Passing device memory pointer between classes

Hi folks,

I’m trying to create a c++ class signal processing library. I have a class called SignalGPU with a pointer to a device memory location which stores a data array with number values. That pointer (ssignal) is initialized in the SignalGPU constructor:

template<class T> SignalGPU<T>::SignalGPU(T* sgn, int s)
{
    this->size = s;
    HANDLE_ERROR(cudaMalloc(&this->ssignal,this->size * sizeof (T)));
    HANDLE_ERROR(cudaMemcpy(this->ssignal,sgn,this->size * sizeof (T),cudaMemcpyHostToDevice));
}

I have also overwritten the + operator:

template<class T> SignalGPU<T>* SignalGPU<T>::operator+(const ISignal<T>& other) const
{
	T* out;
	HANDLE_ERROR(cudaMalloc(&out,this->size * sizeof (T)));

	<b>CuAddition<T><<<977,1024>>>(this->ssignal,other.ssignal,this->size,out);</b>

	SignalGPU<T>* newSignal = SignalGPU<T>::GetDeviceCopy(out,this->size);

	HANDLE_ERROR(cudaFree(out));

	return newSignal;
}

The code compiles but the program fails with this message:

an illegal memory access was encountered in …/src/DataTypes/SignalGPU.cu at line200

Al line 200 is the HANDLE_ERROR(cudaFree(out));

I have ran cuda-memecheck and the output is:

========= Invalid global read of size 8
========= at 0x000001c8 in /home/daniel/cuda-work/SAR/Debug/…/src/DataTypes/SignalGPU.cu:9:void CuAddition(double*, double*, int, double*)
========= by thread (671,0,0) in block (10,0,0)
========= Address 0x000154f8 is out of bounds
========= Saved host backtrace up to driver entry point at kernel launch time
========= Host Frame:/usr/lib/libcuda.so (cuLaunchKernel + 0x331) [0x138251]

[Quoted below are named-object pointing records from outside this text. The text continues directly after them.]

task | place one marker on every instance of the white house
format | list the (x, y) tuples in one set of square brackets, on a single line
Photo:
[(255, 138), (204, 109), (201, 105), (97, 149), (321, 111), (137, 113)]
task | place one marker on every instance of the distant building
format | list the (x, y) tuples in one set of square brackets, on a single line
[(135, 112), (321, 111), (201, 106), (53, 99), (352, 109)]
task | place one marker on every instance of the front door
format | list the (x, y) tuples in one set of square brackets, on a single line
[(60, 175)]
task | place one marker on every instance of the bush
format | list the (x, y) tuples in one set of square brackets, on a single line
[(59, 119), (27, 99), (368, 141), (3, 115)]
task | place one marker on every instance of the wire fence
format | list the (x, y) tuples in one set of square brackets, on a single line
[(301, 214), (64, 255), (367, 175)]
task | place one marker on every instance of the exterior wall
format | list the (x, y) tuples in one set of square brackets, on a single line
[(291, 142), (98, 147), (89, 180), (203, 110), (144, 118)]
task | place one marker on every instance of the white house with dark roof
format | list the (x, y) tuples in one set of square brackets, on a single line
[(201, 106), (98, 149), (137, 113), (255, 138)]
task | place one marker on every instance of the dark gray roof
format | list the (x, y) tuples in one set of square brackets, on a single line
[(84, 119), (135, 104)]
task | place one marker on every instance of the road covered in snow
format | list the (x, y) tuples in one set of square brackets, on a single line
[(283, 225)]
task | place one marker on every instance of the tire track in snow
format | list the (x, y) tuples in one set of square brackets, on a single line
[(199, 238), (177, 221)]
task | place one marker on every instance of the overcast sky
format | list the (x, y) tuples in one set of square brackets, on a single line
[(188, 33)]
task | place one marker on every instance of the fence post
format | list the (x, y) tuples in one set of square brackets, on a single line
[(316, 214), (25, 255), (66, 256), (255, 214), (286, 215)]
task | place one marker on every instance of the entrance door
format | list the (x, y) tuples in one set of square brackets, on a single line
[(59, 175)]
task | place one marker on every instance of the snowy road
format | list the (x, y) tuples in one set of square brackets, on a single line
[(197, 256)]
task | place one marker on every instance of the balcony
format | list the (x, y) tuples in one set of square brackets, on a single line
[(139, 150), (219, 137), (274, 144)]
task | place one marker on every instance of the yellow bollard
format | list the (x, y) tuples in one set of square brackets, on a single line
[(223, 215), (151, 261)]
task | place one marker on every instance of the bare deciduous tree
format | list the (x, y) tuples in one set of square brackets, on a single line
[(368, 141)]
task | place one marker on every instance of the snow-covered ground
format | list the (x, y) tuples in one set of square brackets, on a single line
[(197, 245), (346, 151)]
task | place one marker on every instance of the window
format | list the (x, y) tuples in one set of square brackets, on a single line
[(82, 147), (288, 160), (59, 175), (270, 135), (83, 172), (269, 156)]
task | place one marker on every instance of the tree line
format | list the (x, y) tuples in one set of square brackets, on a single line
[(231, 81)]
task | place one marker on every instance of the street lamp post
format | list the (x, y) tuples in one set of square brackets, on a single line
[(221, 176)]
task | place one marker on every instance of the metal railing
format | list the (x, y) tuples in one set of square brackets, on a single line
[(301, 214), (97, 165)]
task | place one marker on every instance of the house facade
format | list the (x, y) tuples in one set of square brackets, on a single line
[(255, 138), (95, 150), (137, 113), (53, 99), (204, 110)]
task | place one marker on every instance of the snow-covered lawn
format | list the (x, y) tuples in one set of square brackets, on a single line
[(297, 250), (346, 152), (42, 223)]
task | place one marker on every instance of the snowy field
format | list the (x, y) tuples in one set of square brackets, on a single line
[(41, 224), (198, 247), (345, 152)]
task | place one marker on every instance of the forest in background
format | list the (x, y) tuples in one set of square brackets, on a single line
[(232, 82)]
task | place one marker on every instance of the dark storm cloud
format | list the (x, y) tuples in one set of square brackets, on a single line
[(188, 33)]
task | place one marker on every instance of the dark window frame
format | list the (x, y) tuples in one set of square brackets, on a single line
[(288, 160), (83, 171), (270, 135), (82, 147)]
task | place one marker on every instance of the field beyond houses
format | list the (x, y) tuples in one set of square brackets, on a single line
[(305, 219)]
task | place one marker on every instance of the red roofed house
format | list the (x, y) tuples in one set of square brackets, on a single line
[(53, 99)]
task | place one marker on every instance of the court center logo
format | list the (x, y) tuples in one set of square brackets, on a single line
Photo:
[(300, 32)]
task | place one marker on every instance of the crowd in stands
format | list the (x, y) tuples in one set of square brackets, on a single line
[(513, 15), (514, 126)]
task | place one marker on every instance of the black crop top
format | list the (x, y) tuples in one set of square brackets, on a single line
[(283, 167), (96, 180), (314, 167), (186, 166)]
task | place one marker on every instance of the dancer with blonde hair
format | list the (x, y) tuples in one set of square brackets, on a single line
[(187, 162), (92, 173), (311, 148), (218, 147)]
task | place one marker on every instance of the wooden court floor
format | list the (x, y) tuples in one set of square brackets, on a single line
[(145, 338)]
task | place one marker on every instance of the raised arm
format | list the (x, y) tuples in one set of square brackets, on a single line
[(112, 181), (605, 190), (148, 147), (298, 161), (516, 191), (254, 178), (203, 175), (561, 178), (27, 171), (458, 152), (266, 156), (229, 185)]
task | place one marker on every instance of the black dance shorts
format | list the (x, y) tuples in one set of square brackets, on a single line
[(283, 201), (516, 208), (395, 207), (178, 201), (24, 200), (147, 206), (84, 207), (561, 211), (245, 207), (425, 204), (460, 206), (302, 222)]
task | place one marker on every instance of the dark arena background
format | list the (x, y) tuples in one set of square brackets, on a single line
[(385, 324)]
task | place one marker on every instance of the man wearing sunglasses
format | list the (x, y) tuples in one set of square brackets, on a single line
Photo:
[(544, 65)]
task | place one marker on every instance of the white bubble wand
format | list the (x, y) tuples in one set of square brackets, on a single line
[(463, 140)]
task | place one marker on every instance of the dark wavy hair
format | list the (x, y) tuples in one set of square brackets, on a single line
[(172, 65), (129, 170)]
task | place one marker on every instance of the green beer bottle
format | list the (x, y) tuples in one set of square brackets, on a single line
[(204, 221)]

I think that the real problem is when passing the other signal pointer to the kernel. It cannot share memory device address between different objects.
I have extensively searched and found the following topic.

But I couldn’t implement successfully this solution. Do you think this is the problem?

Thank you,

Tomás